Shan Xiongxin (? - 5 June 621) was a general, top warrior and peasant uprising leader during the transitional era between Sui and Tang dynasties.

In history
Shan Xiongxin was born in Caoxian, Shandong region. He possessed great physical strength and specialised in the use of spears; he was nicknamed "Flying General" (飛將) for his martial prowess. When the uprising of Wagang Army broke out in 613, Shan Xiongxin and his friend Xu Shiji joined this peasant rebellion. Due to his bravery, he was soon promoted to become a general in the peasant army. In 617, after the highest power of the Wagang Army shifted from Zhai Rang to Li Mi, Shan Xiongxin was promoted to Left Wuhou General. After an internal struggle, Li Mi killed Zhai Rang. Li Mi's advisor Fang Yanzao suggested that Li Mi should kill Shan Xiongxin because Shan was a close follower to Zhai Rang. However, Li Mi did not kill Shan Xiongxin because he liked Shan's talent. 
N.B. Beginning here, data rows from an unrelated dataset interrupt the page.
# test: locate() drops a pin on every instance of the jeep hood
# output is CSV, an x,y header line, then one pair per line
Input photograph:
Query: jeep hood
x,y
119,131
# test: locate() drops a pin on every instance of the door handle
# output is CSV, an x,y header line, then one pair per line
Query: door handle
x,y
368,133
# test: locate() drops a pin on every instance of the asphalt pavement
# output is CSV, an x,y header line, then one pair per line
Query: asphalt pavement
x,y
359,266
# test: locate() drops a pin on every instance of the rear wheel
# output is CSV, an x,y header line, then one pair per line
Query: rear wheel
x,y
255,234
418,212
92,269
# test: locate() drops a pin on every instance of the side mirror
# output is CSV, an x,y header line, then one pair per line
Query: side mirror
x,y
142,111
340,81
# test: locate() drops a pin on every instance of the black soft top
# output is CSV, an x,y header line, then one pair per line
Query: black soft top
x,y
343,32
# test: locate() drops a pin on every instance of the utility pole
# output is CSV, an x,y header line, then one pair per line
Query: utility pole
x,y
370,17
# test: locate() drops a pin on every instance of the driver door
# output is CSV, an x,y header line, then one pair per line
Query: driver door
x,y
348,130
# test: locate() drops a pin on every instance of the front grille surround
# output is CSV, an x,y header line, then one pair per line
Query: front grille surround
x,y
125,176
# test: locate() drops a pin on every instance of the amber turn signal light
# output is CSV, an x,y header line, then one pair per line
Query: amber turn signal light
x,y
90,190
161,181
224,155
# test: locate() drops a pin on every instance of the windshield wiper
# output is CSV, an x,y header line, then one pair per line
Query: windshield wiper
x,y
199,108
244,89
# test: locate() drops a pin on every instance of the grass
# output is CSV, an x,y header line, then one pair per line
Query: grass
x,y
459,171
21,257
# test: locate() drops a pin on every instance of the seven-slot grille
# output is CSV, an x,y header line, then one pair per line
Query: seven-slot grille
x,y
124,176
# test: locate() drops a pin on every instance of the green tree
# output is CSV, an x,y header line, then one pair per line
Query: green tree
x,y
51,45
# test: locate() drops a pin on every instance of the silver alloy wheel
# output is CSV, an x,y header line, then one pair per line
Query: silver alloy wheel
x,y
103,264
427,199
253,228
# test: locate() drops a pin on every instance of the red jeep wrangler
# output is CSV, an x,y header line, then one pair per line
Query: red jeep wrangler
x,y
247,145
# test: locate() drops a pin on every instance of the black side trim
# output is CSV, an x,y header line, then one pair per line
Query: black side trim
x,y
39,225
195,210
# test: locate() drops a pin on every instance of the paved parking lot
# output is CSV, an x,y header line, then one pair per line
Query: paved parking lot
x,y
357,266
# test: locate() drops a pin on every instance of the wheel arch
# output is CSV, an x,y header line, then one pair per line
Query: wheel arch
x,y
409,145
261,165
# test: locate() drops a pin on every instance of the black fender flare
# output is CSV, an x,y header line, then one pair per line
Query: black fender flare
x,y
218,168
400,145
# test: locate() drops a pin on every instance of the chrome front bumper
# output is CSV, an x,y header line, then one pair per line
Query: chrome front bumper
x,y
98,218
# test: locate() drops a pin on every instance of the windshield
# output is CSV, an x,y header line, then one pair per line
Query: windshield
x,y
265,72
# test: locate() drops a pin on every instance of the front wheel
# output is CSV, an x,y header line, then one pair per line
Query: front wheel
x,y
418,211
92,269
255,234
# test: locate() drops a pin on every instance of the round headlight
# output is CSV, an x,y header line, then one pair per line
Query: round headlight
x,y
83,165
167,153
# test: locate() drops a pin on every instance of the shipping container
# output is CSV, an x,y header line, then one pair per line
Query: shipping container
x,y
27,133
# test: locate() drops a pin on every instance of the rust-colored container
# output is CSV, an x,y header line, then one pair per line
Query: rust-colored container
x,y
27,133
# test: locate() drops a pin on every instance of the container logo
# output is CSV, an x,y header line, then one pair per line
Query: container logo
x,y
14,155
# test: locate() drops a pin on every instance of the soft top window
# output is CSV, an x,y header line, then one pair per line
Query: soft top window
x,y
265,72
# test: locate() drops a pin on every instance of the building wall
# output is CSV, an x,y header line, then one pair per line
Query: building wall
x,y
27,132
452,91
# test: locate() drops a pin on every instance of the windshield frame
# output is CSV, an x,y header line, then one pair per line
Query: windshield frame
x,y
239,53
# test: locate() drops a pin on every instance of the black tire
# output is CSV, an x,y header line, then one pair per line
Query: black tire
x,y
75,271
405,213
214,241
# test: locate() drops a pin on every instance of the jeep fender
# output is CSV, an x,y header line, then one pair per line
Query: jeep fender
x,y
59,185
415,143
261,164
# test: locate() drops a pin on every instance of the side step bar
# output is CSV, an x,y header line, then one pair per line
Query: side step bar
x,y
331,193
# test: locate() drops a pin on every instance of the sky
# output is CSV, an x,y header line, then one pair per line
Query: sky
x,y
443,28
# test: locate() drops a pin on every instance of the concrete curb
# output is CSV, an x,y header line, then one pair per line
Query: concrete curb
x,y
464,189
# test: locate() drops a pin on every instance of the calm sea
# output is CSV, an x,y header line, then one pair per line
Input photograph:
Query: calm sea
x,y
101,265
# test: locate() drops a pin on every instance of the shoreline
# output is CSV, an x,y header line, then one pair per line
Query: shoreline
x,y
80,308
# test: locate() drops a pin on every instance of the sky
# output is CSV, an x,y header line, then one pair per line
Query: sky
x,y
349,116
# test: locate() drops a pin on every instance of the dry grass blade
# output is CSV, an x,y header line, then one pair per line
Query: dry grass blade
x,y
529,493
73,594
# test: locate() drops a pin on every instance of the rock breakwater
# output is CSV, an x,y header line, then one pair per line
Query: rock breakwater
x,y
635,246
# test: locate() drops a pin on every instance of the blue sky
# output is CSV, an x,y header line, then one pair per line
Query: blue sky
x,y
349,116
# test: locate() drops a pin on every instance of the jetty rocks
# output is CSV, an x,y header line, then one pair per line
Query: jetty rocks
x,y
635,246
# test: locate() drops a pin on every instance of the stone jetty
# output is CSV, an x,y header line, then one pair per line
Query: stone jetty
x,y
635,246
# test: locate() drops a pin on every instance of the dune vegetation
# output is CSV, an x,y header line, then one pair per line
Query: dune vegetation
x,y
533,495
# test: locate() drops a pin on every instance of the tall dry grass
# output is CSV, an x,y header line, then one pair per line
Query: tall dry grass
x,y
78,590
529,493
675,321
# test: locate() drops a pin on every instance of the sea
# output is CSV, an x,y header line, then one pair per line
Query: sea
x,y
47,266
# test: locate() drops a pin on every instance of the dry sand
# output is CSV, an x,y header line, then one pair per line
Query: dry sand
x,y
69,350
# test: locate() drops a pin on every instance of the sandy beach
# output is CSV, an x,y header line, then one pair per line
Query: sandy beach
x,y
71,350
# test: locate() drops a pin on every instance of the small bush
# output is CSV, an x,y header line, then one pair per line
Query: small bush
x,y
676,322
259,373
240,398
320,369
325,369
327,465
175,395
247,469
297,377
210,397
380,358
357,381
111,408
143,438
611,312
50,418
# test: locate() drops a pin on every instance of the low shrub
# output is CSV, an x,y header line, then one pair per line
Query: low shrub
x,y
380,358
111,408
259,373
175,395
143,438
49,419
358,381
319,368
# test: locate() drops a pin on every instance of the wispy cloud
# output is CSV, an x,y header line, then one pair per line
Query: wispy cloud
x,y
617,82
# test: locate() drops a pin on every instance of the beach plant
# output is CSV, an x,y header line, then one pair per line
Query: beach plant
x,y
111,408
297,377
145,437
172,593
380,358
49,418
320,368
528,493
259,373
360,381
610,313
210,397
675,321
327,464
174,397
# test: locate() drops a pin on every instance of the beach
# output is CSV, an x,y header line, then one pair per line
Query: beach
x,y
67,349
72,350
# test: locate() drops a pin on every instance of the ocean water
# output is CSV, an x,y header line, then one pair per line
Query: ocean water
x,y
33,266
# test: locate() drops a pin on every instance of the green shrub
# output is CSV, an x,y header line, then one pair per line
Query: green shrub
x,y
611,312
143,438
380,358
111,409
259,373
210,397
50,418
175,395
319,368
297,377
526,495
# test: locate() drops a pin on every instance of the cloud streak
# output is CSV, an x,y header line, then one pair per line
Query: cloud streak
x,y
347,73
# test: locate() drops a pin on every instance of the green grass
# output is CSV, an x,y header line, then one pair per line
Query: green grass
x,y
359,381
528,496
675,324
In 618, Shan Xiongxin took part in the battle between Wagang Army and Yuwen Huaji, who just executed the Emperor Yang of Sui earlier in the same year. Yuwen Huaji was seriously weakened in this battle and would finally be defeated by Dou Jiande. Later, Wagang Army started to fight against Wang Shichong, the warlord based in Luoyang. Li Mi underestimated Wang Shichong's strength and was defeated in Yanshi. Shan Xiongxin surrendered to Wang Shichong.
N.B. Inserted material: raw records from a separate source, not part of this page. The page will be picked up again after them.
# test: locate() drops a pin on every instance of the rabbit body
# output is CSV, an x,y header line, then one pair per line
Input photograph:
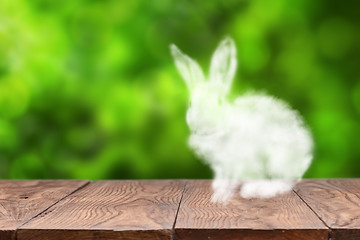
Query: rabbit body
x,y
255,137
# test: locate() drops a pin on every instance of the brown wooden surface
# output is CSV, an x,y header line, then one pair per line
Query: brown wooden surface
x,y
131,210
283,217
110,210
22,200
336,202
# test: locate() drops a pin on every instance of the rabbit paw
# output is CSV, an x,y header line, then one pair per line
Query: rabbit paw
x,y
265,188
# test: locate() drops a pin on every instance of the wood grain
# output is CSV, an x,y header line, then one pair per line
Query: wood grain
x,y
284,217
110,210
22,200
336,202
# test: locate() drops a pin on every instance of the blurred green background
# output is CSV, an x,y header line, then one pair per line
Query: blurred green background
x,y
88,89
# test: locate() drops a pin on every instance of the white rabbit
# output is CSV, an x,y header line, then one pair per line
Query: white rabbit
x,y
254,137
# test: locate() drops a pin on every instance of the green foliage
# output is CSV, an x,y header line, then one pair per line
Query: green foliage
x,y
88,89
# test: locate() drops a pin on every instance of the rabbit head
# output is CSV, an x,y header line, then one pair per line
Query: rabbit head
x,y
208,106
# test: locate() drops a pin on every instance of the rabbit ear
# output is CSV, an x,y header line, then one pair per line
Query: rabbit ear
x,y
188,68
223,65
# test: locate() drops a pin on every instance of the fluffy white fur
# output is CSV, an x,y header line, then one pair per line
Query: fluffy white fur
x,y
255,137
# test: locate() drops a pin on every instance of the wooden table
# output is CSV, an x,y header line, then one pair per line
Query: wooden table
x,y
175,209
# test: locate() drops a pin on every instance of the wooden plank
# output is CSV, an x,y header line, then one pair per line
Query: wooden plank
x,y
283,217
22,200
336,202
111,210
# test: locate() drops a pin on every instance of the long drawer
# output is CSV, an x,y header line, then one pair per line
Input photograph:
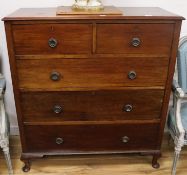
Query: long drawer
x,y
135,38
52,39
91,105
102,137
59,74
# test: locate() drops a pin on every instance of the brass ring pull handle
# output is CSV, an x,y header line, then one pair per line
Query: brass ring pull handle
x,y
52,42
135,42
55,76
132,75
125,139
57,109
59,141
128,108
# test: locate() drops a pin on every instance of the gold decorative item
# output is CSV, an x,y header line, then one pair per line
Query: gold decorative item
x,y
88,5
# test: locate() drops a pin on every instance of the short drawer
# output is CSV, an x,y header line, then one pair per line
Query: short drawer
x,y
62,74
52,38
91,105
103,137
135,38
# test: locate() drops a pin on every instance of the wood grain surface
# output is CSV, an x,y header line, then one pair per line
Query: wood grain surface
x,y
91,105
89,73
126,164
116,38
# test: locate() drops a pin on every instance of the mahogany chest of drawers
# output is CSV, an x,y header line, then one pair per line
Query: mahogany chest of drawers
x,y
91,84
Wang Shichong named Shan Xiongxin as his grand general. In 620, Tang forces, led by Li Shimin, started to attack Wang Shichong, aiming to wipe him out and reunify China. Shan Xiongxin was the most reliable general fighting for Wang Shichong during this campaign. When Li Shimin was touring the Xuanwuling to inspect the frontline, Shan Xiongxin charged forth and engaged Li Shimin in a duel, and almost killed him. However, Li Shimin's follower Yuchi Jingde arrived in time and defeated Shan Xiongxin. 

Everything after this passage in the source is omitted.